Im Unterschied dazu war der Personalmarkt im Family-Office-Segment nicht nur stabil, sondern gewinnt mit jedem Jahr weiter an Fahrt. Gerade dass Family Offices nicht in gleicher Weise dem Marktzyklus und äußeren Einflüssen unterliegen, sondern sich personell und damit auch in der Qualität ihrer Prozesse kontinuierlich weiterentwickeln, stärkt ihre Unabhängigkeit gegenüber den Banken.
Inwiefern ändert sich krisenbedingt das Arbeitsumfeld für Berater und Portfoliomanager?
Schambach: Das größte Thema im Vertrieb und in der Beratung ist die fehlende Möglichkeit, die Kunden zu treffen. Das erschwert den Aufbau von neuen Verbindungen erheblich. Auch Krisensituationen mit bestehenden Kunden zu meistern, ist deutlich anspruchsvoller, wenn man sich nicht persönlich sieht. Somit ist das Arbeitsumfeld herausfordernder geworden. Wir hören von vielen Beratern und Portfoliomanagern, wie sehr der Austausch untereinander angesichts der Homeoffice-Regelungen fehlt.

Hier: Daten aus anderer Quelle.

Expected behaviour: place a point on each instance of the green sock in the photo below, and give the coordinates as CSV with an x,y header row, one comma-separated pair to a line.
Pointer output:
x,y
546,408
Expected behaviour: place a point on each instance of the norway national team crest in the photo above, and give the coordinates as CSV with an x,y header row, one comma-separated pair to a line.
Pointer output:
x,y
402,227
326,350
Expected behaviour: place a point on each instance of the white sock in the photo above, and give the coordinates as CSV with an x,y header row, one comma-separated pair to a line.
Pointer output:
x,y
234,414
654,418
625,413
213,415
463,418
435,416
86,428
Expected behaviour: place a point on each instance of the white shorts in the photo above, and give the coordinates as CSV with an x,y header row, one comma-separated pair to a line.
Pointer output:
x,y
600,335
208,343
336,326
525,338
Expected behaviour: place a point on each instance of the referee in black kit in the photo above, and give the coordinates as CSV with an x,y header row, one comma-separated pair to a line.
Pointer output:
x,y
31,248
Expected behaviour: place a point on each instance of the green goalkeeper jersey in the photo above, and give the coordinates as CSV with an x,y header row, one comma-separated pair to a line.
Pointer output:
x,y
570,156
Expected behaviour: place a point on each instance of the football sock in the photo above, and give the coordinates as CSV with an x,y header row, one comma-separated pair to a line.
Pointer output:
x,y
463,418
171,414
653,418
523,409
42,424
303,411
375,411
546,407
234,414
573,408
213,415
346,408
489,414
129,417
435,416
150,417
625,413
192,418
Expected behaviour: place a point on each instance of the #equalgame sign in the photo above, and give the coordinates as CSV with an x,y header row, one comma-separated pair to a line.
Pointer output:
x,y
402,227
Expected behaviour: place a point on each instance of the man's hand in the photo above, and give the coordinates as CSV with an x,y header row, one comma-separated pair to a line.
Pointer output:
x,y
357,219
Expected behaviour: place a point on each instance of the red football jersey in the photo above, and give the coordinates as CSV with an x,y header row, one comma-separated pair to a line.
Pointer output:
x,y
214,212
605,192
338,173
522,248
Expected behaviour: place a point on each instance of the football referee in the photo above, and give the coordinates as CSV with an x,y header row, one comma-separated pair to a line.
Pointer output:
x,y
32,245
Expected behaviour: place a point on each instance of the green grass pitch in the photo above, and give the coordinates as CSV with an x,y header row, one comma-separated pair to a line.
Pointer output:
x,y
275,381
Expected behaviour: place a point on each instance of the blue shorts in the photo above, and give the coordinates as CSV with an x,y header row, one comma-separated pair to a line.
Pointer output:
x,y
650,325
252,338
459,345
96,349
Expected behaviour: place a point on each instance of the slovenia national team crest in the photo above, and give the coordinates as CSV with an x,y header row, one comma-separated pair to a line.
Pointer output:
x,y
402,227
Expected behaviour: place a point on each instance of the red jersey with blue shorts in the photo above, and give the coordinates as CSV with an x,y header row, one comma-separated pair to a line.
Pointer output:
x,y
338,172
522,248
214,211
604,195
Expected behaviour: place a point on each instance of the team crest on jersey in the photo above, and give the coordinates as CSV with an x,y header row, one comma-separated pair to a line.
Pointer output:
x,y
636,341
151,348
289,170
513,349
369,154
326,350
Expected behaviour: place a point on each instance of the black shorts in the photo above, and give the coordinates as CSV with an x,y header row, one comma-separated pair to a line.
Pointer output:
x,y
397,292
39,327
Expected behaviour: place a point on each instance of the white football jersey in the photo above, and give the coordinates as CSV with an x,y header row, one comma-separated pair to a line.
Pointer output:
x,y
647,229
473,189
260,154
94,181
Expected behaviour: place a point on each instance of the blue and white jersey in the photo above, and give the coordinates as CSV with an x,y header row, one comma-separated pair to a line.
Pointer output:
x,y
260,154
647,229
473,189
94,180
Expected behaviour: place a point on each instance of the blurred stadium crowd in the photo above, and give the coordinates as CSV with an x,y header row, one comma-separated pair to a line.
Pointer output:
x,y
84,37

Die Flexibilität an sich weiß man zu schätzen, aber der Preis ist im derzeitigen Umfeld hoch. Viele Arbeitgeber, die sich bislang gegen Home-Office-Möglichkeiten gewehrt und nun gegen ihren Willen hineingezogen wurden, sind positiv überrascht hinsichtlich der Disziplin ihrer Mitarbeiterinnen und Mitarbeiter. Auch konservative Anbieter denken inzwischen über die Einführung von flexiblen Modellen nach.
Welche weiteren Anreize müssen Häuser den Kandidaten bieten, um sie für sich zu gewinnen?
Schambach: Der Wille zu wechseln ist definitiv auch in der Corona-Zeit vorhanden, wenn es sich dabei um einen echten Karriereschritt handelt. Ein reiner Seitwärtsschritt wird hingegen in der Regel nur erwogen, wenn die Plattform deutlich stärker und das Wechselrisiko mit einem ordentlichen Gehaltsaufschlag vergütet wird. Die meisten Kandidatinnen und Kandidaten fordern den Verzicht auf die Probezeit ein, zuweilen sogar den Ausschluss einer Kündigung innerhalb des ersten Jahres. Ein weiterer wichtiger Aspekt in der erfolgreichen Rekrutierung ist, eine hohe Flexibilität bei der Arbeitsplatzgestaltung zu erhalten, sei es die Möglichkeit von Homeoffice mit entsprechender technischer Ausstattung oder weniger Arbeitszeit.
Welche Arbeitgeber profitieren von der Abkehr von den Banken?
Schambach: Ins Hintertreffen drohen große Institute zu geraten, mit komplexen Strukturen, viel interner Politik und häufig hohem administrativen Aufwand. Demgegenüber verkaufen sich kleine, flexible und nach Möglichkeit unternehmerische Gesellschaften sehr gut. Beweglichkeit und Innovationskraft sind bei Kandidatinnen und Kandidaten gefragt, sie möchten selbst eine Stimme haben. Vermögensverwalter und Multi Family Offices sind im Aufwind, profitieren klar im derzeitigen Umfeld, was sich nicht zuletzt in Neugründungen niederschlägt.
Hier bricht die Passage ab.